Kimi-K2-Thinking Deployment Guide
This guide only provides some examples of deployment commands for Kimi-K2-Thinking, which may not be the optimal configuration. Since inference engines are still being updated frequenty, please continue to follow the guidance from their homepage if you want to achieve better inference performance.
kimi_k2 reasoning parser and other related features have been merged into vLLM/sglang and will be available in the next release. For now, please use the nightly build Docker image.
vLLM Deployment
The smallest deployment unit for Kimi-K2-Thinking INT4 weights with 256k seqlen on mainstream H200 platform is a cluster with 8 GPUs with Tensor Parallel (TP).

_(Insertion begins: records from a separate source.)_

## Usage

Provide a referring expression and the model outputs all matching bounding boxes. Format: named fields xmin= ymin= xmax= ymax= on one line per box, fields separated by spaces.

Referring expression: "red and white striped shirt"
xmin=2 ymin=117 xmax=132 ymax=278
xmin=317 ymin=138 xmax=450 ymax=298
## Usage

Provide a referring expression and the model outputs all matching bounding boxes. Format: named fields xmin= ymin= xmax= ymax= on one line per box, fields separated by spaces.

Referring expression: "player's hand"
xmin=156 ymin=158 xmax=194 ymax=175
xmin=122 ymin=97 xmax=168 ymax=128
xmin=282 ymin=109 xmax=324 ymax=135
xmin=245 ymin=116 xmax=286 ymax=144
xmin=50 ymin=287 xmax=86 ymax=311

Running parameters for this environment are provided below. For other parallelism strategies, please refer to updates of official documents.
Tensor Parallelism
Here is a sample launch command with TP=8:
vllm serve $MODEL_PATH \
--served-model-name kimi-k2-thinking \
--trust-remote-code \
--tensor-parallel-size 8 \
--enable-auto-tool-choice \
--max-num-batched-tokens 32768 \
--tool-call-parser kimi_k2 \
--reasoning-parser kimi_k2
Key parameter notes:
--enable-auto-tool-choice: Required when enabling tool usage.--tool-call-parser kimi_k2: Required when enabling tool usage.--reasoning-parser kimi_k2: Required for correctly processing reasoning content.--max-num-batched-tokens 32768: Using chunk prefill to reduce peak memory usage.
SGLang Deployment
Similarly, here are the examples using TP in SGLang for Deployment.
Tensor Parallelism
Here is the simple example code to run TP8 on H200 in a sigle node:
python -m sglang.launch_server --model-path $MODEL_PATH --tp 8 --trust-remote-code --tool-call-parser kimi_k2 --reasoning-parser kimi_k2
Key parameter notes:
--tool-call-parser kimi_k2: Required when enabling tool usage.--reasoning-parser kimi_k2: Required for correctly processing reasoning content.
KTransformers Deployment
KTransformers+SGLang Inference Deployment
Launch with KTransformers + SGLang for CPU+GPU heterogeneous inference:
python -m sglang.launch_server \
--model path/to/Kimi-K2-Thinking/ \
--kt-amx-weight-path path/to/Kimi-K2-Instruct-CPU-weight/ \
--kt-cpuinfer 56 \
--kt-threadpool-count 2 \
--kt-num-gpu-experts 200 \
--kt-amx-method AMXINT4 \
--trust-remote-code \
--mem-fraction-static 0.98 \
--chunked-prefill-size 4096 \
--max-running-requests 37 \
--max-total-tokens 37000 \
--enable-mixed-chunk \
--tensor-parallel-size 8 \
--enable-p2p-check \
--disable-shared-experts-fusion
Achieves 577.74 tokens/s Prefill and 45.91 tokens/s Decode (37-way concurrency) on 8× NVIDIA L20 + 2× Intel 6454S.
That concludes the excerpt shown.